Search code examples
rlistdataframeequivalence-classes

Finding patterns in a list of dataframes using R


I have a list L of dataframes where each dataframe consists of the variable Var and one observation that consists of different numbers. Each number in each observation belongs to the set {1,2,3,4,5,11,12,13,14,15}. L could, as an example, look like:

> L 
[[1]]
                   Var
1 "3", "11", "1", "15", 

[[2]]
                   Var
1 "5", 13", "3", "12", 

[[3]]
                   Var
1 "4", "1", "2", "5", 

The problem I am trying to solve is the following. I want to know if there is a positive number x = {1,2,3,4,5} such that when added to each number in a given observation, that observation becomes equivalent to another. For example, consider the first 2 elements of L and let x=2, then, adding x to the first element of L yields:

> L[[1]]
                   Var
1 "5", "13", "3", "17", 

The number 17 does not meet the conditions of the set defined above. I want the following constraints to apply on x. Let y denote a number in an obs. in a dataframe of L:

if y + x > 15 then subtract 5
if 5 < y + x < 11 then subtract 5

The same example with these constraints would yield:

> L[[1]]
                   Var
1 "5", "13", "3", "12", 

And L[[1]] would become equivalent to L[[2]]. In my world, L[[1]] and L[[2]] share the same pattern. What I want to do is to match elements of L based on equivalent (in the sense described above) patterns and sort the groups according to "the number of members". So in the example here I'd like to detect that L[[1]] and L[[2]] are in one group and that this is the group with most members, followed by the next group, that in this example only consists of L[[3]]. I am very new to R and any guidance would be appreciated!


Solution

  • It looks like your "constraints" define a mathematical equivalence relation. That means that your groups are really equivalence classes in the mathematical sense and that you can define a unique representative for each group. If you do this, you can easily check for equivalence (= elements belonging to the same group) by comparing their representatives.
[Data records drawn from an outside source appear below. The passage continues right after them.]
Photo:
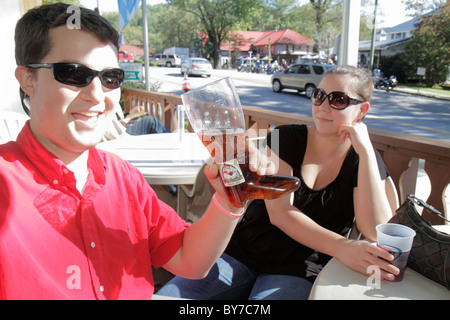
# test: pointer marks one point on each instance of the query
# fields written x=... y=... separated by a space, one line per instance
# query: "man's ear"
x=25 y=77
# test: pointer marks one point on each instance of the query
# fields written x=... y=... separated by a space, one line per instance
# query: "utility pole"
x=374 y=30
x=145 y=31
x=348 y=48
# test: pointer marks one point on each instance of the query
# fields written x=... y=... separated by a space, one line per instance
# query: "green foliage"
x=430 y=46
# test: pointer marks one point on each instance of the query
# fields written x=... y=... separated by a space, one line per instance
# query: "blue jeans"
x=146 y=125
x=230 y=279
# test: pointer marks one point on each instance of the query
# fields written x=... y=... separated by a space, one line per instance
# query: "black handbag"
x=430 y=252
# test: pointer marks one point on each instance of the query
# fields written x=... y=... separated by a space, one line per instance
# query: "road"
x=393 y=111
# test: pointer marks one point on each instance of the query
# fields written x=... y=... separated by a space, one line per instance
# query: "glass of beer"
x=216 y=115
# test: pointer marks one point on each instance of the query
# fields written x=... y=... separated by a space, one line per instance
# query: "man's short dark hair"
x=32 y=30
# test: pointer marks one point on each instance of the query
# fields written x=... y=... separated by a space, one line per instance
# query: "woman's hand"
x=360 y=255
x=358 y=135
x=258 y=162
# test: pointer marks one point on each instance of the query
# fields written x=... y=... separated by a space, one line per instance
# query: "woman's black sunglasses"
x=78 y=75
x=337 y=100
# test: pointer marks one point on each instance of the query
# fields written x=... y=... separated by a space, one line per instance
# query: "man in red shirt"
x=77 y=222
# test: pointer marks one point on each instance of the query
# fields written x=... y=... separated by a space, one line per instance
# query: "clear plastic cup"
x=397 y=239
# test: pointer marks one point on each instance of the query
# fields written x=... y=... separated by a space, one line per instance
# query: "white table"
x=163 y=158
x=338 y=282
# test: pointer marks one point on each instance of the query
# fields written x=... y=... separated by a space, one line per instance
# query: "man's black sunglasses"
x=78 y=75
x=337 y=100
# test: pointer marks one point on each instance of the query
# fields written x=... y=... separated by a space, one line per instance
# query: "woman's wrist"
x=225 y=211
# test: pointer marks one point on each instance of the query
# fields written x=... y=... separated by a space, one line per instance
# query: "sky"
x=389 y=13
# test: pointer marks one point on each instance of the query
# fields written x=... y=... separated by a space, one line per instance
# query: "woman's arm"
x=370 y=200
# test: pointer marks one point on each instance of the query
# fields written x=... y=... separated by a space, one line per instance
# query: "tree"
x=216 y=18
x=430 y=46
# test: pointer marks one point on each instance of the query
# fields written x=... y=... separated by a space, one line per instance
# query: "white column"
x=348 y=52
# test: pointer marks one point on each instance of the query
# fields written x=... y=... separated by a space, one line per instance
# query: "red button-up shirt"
x=58 y=244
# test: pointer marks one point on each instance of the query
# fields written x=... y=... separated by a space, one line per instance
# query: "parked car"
x=168 y=60
x=302 y=77
x=196 y=66
x=125 y=56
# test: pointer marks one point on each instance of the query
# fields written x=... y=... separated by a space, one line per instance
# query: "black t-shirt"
x=265 y=248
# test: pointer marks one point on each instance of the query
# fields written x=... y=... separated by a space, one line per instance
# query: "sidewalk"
x=418 y=91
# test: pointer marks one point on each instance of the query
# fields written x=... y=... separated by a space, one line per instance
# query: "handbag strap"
x=428 y=207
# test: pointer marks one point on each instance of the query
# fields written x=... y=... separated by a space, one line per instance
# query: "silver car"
x=302 y=77
x=196 y=66
x=168 y=60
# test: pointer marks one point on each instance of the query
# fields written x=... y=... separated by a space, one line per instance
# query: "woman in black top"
x=281 y=245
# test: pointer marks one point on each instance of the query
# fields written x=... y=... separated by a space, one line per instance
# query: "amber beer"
x=230 y=152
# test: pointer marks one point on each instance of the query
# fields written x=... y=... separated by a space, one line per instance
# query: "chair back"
x=11 y=123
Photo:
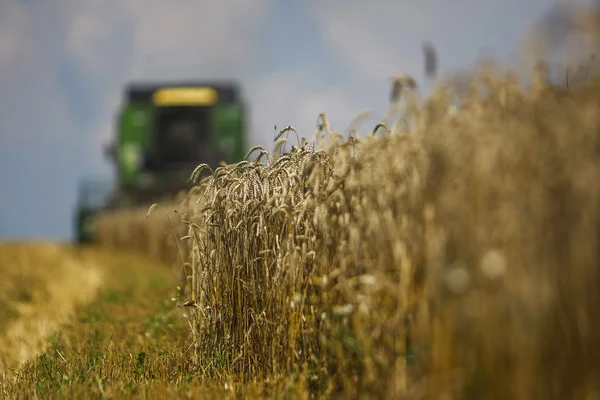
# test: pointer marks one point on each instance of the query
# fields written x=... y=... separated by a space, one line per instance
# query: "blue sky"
x=63 y=64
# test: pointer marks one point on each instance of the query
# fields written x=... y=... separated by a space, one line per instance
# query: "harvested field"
x=41 y=287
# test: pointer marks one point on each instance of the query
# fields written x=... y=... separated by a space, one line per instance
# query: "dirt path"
x=42 y=286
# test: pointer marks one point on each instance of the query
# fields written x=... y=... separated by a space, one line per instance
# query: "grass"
x=130 y=341
x=443 y=255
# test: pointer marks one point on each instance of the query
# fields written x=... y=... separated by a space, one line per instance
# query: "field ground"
x=102 y=326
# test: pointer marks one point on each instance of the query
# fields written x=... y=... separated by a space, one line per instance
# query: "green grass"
x=130 y=342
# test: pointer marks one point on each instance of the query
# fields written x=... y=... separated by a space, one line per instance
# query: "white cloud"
x=292 y=99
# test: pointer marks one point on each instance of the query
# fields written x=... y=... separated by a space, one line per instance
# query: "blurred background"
x=64 y=64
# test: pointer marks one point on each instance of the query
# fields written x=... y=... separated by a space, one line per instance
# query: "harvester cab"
x=163 y=131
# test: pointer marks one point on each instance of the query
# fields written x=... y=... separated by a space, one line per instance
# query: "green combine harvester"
x=163 y=132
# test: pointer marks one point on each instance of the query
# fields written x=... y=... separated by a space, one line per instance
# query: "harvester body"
x=163 y=131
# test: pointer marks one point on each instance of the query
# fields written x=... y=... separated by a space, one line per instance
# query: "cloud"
x=63 y=64
x=62 y=69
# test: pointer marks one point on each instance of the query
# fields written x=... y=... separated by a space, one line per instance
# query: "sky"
x=63 y=64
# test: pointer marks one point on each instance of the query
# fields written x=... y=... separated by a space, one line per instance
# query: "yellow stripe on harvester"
x=185 y=96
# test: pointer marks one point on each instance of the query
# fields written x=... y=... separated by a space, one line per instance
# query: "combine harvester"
x=163 y=132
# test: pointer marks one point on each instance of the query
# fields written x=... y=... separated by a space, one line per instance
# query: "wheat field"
x=447 y=253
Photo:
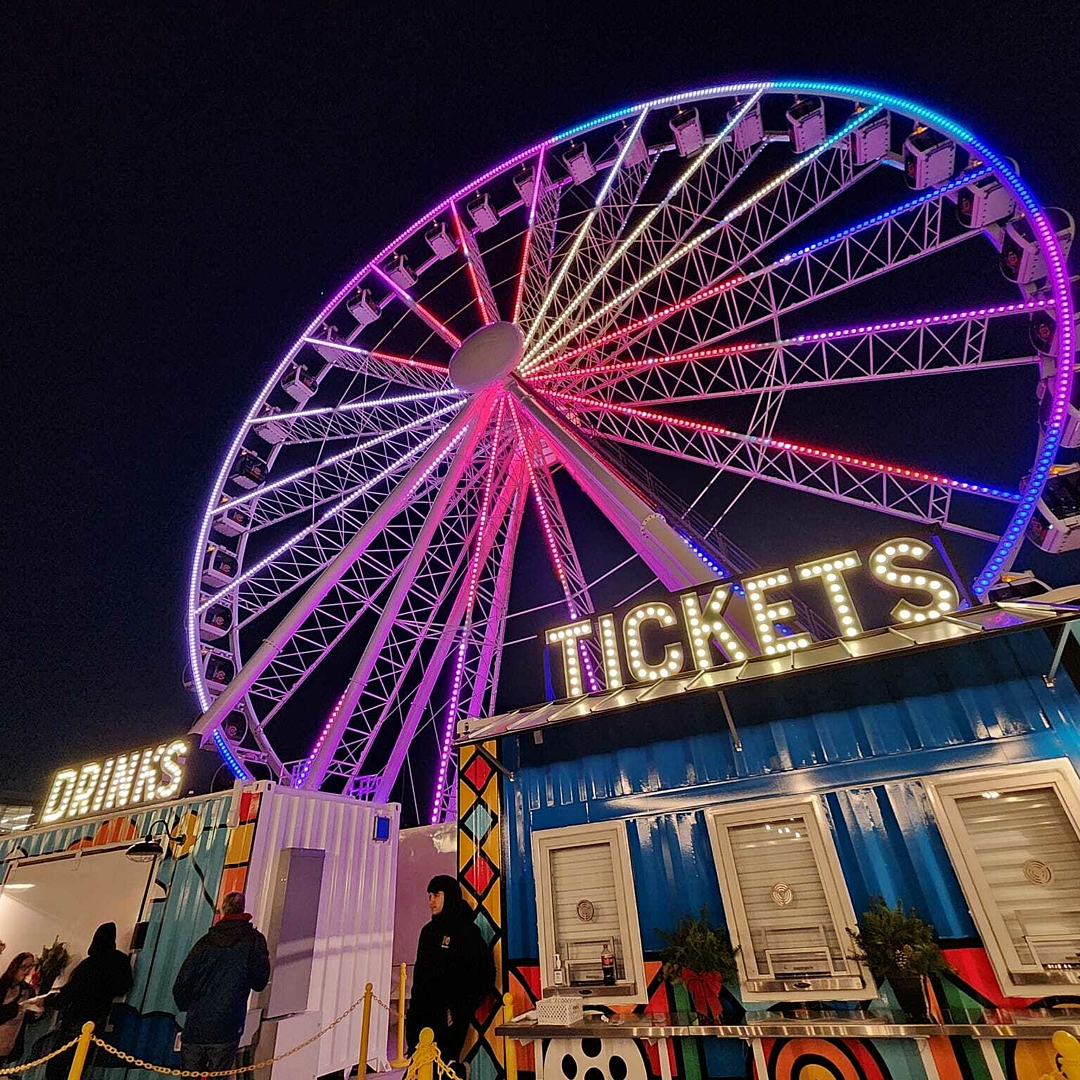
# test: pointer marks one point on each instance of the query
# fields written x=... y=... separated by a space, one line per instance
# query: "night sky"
x=186 y=183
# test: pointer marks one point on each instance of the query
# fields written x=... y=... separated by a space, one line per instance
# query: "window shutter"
x=793 y=932
x=1029 y=854
x=577 y=874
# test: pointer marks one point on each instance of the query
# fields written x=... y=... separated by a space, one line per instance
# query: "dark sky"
x=184 y=183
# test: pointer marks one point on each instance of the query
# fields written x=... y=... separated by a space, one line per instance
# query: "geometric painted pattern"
x=480 y=872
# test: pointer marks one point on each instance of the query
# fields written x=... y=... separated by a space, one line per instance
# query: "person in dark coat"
x=15 y=989
x=213 y=984
x=454 y=971
x=89 y=993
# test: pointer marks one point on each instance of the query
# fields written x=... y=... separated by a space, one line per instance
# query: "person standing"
x=15 y=988
x=213 y=984
x=89 y=994
x=454 y=971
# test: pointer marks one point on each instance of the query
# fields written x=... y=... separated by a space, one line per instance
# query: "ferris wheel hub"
x=486 y=356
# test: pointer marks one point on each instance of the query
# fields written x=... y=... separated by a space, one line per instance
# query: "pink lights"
x=812 y=451
x=423 y=365
x=446 y=743
x=520 y=288
x=462 y=243
x=441 y=328
x=713 y=352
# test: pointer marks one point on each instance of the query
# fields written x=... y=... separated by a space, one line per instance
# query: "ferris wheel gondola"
x=635 y=304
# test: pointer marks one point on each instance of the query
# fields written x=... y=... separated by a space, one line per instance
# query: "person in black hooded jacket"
x=213 y=985
x=454 y=971
x=89 y=993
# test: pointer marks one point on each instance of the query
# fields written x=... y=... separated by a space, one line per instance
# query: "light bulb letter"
x=567 y=637
x=829 y=571
x=632 y=629
x=767 y=615
x=172 y=765
x=711 y=624
x=59 y=795
x=944 y=595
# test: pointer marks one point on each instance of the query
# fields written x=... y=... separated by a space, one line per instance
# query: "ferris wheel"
x=616 y=334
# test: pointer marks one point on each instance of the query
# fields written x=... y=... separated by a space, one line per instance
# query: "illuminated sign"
x=660 y=639
x=117 y=783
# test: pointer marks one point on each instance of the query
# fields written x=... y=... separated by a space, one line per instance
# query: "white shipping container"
x=354 y=926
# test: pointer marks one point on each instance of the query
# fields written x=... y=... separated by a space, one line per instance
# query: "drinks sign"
x=660 y=638
x=117 y=783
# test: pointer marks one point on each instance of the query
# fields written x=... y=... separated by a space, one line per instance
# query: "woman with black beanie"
x=454 y=971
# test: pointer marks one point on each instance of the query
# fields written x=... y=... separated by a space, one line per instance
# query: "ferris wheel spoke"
x=477 y=271
x=677 y=258
x=354 y=595
x=895 y=489
x=538 y=252
x=898 y=348
x=418 y=309
x=399 y=500
x=335 y=474
x=422 y=709
x=388 y=366
x=527 y=261
x=407 y=591
x=355 y=419
x=913 y=230
x=716 y=166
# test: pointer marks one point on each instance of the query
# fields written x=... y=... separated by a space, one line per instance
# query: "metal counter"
x=984 y=1026
x=976 y=1024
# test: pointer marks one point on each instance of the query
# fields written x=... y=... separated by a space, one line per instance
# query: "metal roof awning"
x=1056 y=607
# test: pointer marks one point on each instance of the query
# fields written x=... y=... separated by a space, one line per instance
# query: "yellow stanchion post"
x=401 y=1061
x=365 y=1025
x=424 y=1056
x=509 y=1045
x=81 y=1050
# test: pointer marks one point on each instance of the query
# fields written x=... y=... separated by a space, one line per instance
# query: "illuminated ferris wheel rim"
x=1057 y=283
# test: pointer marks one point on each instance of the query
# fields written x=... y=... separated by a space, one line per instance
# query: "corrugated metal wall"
x=354 y=934
x=186 y=891
x=975 y=705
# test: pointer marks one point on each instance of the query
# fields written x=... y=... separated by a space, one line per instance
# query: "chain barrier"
x=164 y=1070
x=23 y=1066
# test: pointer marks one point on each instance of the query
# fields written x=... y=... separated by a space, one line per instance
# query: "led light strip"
x=423 y=365
x=441 y=328
x=991 y=311
x=624 y=245
x=686 y=248
x=714 y=429
x=1058 y=275
x=613 y=171
x=557 y=280
x=959 y=181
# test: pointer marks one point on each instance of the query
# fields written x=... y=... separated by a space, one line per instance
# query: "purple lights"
x=610 y=298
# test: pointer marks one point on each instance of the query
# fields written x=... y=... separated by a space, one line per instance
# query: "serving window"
x=788 y=909
x=1013 y=836
x=585 y=907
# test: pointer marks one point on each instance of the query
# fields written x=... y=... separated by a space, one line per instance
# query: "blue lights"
x=223 y=747
x=968 y=177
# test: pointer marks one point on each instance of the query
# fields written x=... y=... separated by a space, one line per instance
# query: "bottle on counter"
x=607 y=964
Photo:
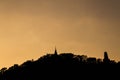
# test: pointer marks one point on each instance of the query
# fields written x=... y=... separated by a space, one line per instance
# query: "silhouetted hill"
x=60 y=66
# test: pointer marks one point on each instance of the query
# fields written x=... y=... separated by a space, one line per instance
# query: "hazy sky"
x=32 y=28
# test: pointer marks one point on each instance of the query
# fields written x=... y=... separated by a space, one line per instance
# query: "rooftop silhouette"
x=54 y=64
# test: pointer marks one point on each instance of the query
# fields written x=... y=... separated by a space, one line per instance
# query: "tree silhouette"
x=53 y=64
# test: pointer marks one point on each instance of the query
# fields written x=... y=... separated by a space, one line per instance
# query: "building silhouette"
x=106 y=58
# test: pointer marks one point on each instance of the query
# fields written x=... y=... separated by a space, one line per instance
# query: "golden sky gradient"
x=32 y=28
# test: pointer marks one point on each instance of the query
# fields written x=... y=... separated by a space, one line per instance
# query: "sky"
x=32 y=28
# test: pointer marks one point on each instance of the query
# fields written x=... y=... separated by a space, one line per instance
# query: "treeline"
x=52 y=64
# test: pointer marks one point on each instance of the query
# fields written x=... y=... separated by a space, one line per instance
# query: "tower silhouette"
x=106 y=58
x=55 y=53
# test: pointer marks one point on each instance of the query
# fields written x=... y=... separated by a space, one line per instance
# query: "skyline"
x=30 y=29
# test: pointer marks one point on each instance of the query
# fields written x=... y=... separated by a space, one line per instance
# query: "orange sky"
x=32 y=28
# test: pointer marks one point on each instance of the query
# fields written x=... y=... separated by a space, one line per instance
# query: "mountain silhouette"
x=64 y=65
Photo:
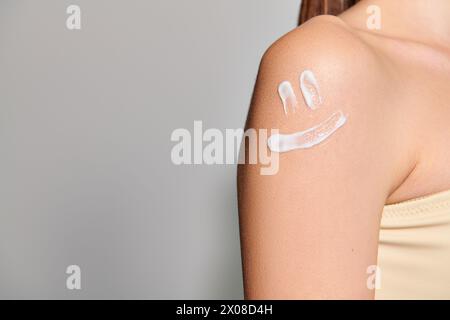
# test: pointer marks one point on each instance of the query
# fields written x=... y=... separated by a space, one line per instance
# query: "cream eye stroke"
x=310 y=89
x=287 y=95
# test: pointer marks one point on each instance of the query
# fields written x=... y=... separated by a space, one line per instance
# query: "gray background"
x=85 y=122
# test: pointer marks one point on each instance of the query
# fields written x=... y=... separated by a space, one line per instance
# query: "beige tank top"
x=414 y=249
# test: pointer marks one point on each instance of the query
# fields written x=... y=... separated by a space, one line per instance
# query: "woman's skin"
x=311 y=231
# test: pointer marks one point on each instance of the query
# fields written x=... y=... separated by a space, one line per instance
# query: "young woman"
x=362 y=103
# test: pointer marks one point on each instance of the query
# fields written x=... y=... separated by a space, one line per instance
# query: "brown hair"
x=312 y=8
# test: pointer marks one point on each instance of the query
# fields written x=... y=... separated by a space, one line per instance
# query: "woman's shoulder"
x=352 y=78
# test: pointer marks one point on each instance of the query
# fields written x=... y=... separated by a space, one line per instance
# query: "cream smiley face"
x=312 y=136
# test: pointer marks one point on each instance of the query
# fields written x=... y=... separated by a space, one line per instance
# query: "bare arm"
x=311 y=230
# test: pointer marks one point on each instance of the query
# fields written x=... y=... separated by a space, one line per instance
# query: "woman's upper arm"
x=311 y=229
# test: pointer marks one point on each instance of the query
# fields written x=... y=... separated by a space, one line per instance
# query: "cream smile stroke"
x=287 y=96
x=308 y=138
x=310 y=89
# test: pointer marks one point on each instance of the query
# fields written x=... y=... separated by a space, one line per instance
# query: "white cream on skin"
x=287 y=96
x=308 y=138
x=310 y=89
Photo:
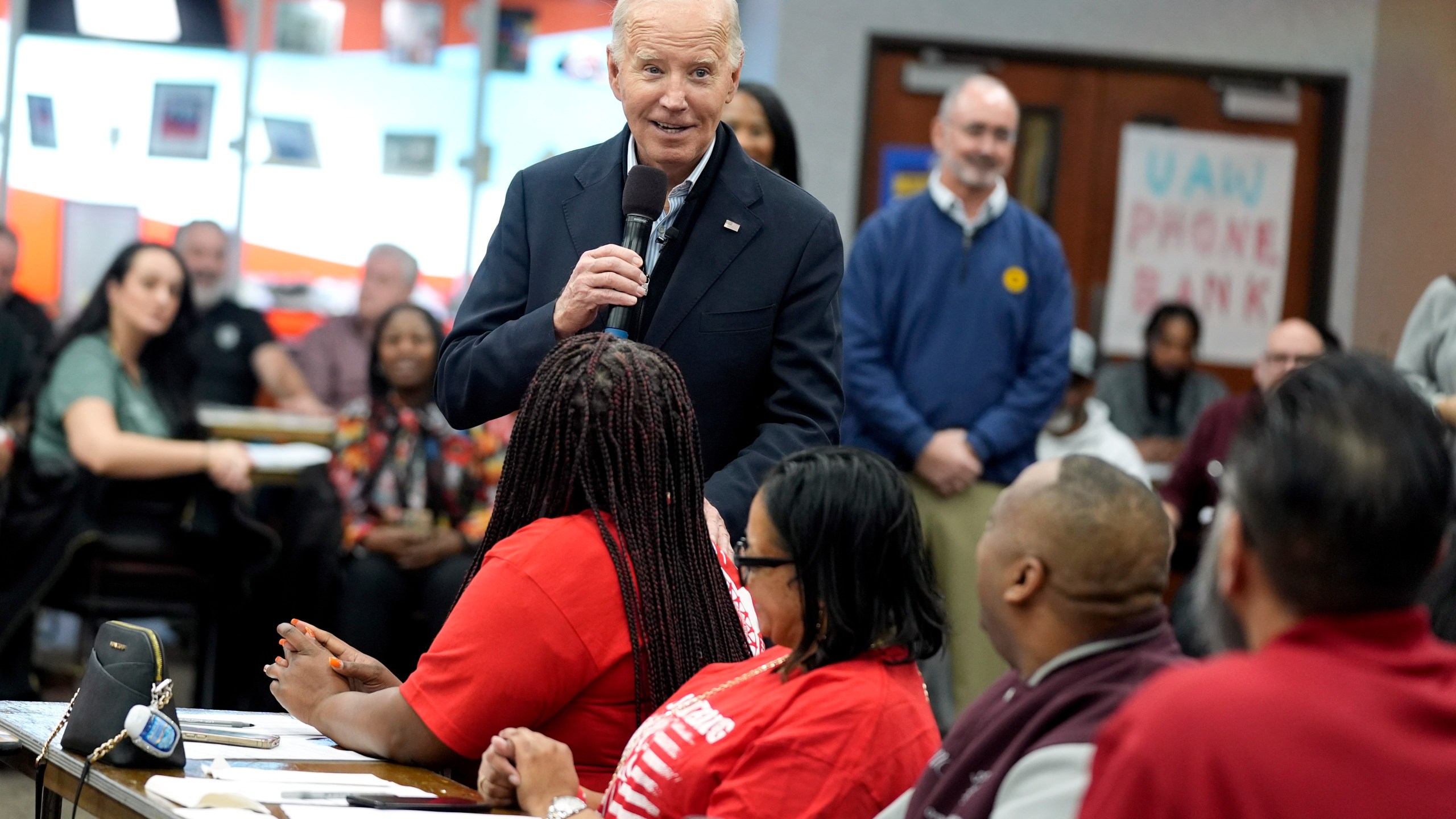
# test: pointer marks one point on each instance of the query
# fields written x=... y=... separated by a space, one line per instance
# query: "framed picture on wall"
x=411 y=155
x=43 y=120
x=412 y=31
x=290 y=142
x=181 y=120
x=309 y=27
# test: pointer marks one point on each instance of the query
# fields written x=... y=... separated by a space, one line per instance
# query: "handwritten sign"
x=1202 y=219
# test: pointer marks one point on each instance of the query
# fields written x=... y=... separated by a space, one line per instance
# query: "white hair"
x=982 y=79
x=623 y=12
x=183 y=232
x=386 y=250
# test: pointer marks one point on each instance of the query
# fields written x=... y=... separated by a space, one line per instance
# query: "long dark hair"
x=379 y=387
x=849 y=522
x=1167 y=312
x=167 y=359
x=607 y=424
x=785 y=148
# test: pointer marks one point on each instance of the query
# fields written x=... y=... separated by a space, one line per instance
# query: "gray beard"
x=1218 y=627
x=209 y=297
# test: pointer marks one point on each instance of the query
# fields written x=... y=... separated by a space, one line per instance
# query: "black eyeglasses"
x=746 y=563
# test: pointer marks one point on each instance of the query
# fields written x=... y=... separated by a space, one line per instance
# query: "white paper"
x=258 y=723
x=326 y=812
x=216 y=814
x=196 y=792
x=287 y=457
x=222 y=771
x=290 y=748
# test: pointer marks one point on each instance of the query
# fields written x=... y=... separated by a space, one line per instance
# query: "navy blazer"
x=750 y=315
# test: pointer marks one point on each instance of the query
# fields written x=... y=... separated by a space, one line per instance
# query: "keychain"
x=149 y=727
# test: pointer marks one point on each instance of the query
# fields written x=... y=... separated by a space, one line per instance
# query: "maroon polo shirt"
x=1350 y=717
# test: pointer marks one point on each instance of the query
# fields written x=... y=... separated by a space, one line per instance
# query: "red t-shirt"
x=541 y=640
x=841 y=741
x=1340 y=716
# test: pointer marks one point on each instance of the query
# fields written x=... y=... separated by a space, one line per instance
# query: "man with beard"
x=1158 y=400
x=30 y=318
x=1333 y=515
x=957 y=321
x=233 y=346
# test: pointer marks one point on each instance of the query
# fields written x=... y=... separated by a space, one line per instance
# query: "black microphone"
x=643 y=197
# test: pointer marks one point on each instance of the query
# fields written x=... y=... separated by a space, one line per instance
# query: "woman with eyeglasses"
x=832 y=722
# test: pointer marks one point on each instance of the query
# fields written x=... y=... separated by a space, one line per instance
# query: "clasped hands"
x=948 y=462
x=529 y=770
x=412 y=548
x=316 y=665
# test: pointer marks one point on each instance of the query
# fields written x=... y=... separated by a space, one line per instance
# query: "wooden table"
x=266 y=426
x=118 y=793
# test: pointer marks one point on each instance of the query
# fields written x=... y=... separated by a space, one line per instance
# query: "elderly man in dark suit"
x=744 y=267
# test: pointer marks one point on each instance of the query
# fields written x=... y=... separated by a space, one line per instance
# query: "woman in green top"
x=114 y=460
x=117 y=395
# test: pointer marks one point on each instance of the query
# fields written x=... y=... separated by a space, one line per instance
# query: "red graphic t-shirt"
x=841 y=741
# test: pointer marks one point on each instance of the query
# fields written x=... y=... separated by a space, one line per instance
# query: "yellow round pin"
x=1014 y=280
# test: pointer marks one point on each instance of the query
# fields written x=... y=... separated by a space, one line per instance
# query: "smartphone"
x=214 y=723
x=230 y=738
x=417 y=804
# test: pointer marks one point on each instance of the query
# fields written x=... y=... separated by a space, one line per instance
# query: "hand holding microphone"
x=612 y=274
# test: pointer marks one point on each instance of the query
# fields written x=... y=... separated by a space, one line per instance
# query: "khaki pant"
x=953 y=527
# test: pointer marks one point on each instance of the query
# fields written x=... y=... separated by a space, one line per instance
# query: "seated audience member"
x=35 y=325
x=1345 y=703
x=233 y=346
x=1428 y=351
x=833 y=721
x=763 y=129
x=417 y=496
x=113 y=448
x=336 y=356
x=1074 y=568
x=596 y=591
x=1158 y=400
x=1193 y=489
x=1081 y=426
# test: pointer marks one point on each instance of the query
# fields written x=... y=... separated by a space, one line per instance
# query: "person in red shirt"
x=832 y=722
x=1333 y=515
x=596 y=591
x=1193 y=486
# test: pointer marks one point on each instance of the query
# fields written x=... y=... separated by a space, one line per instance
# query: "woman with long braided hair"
x=833 y=722
x=593 y=597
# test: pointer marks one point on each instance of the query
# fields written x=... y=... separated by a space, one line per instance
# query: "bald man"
x=1193 y=489
x=957 y=324
x=1072 y=574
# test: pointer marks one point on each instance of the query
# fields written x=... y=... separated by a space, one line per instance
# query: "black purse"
x=127 y=668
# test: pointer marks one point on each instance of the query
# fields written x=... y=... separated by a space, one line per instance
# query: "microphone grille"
x=644 y=191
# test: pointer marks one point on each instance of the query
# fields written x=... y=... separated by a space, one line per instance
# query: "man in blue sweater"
x=957 y=320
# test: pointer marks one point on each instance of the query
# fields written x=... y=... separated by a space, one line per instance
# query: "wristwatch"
x=564 y=806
    Let's define the representative as the element in your equivalence class that starts with "1", i.e., for each list element we add the integer in 1:5, following your defined constraints, so that the first element equals one. We can do that for every element in your list L and then compare which elements have the same representative.

    Implementation in R:

    Let's start with your list L:

    L <- list(structure(list(Var = c("3", "11", "1", "15")), .Names = "Var", 
                    row.names = c(NA, -4L), class = "data.frame"), 
            structure(list(Var = c("5", "13", "3", "12")), .Names = "Var", 
                    row.names = c(NA, -4L), class = "data.frame"), 
            structure(list(Var = c("4", "1", "2", "5")), .Names = "Var", 
                    row.names = c(NA, -4L), class = "data.frame"))
    

    First, we simplify the list by converting it into a list of numerical vectors:

    ## Simplify list: convert to list of numerical vectors:
    L2 <- lapply(L, function(x) as.numeric(x$Var))
    
    > L2
    [[1]]
    [1]  3 11  1 15
    
    [[2]]
    [1]  5 13  3 12
    
    [[3]]
    [1] 4 1 2 5
    

    Then we define the function to perform the addition, following your constraints and find the representative for each element:

    ## Function to implement the addition rules:
    addConstant <- function(myVec, constant){
        outVec <- myVec + constant  
        outVec <- ifelse(((outVec > 5) & (outVec < 11)) |(outVec > 15),
            outVec - 5, outVec) 
    }
    
    ## Define representative of equivalence class as the one starting with a "1":
    representativesList <- lapply(L2, function(myVec) addConstant(myVec, 6 - myVec[1]))
    
    > representativesList 
    [[1]]
    [1]  1 14  4 13
    
    [[2]]
    [1]  1 14  4 13
    
    [[3]]
    [1] 1 3 4 2
    

    Now we can define the groups, in your example there are two groups. We will call them group1 and group2:

    ## Define groups: Unique representatives:
    groupList <- unique(representativesList)
    names(groupList) <- paste0("group", seq(along = groupList))
    
    > groupList
    $group1
    [1]  1 14  4 13
    
    $group2
    [1] 1 3 4 2
    

    Lastly, we check which group each observation belongs to:

    ## Find group:
    groupAffiliationVec <- vapply(representativesList, function(x){
                flagVec <- vapply(groupList, function(y, x) identical(x,y), logical(1), x)
                names(groupList[flagVec])           
            }, character(1))
    
    > groupAffiliationVec
    [1] "group1" "group1" "group2"
    

    We know now that observations 1 and 2 belog to the same group (group1) and that observation 3 belongs to group1. Using table(groupAffiliationVec), you can compute the number of members for each group.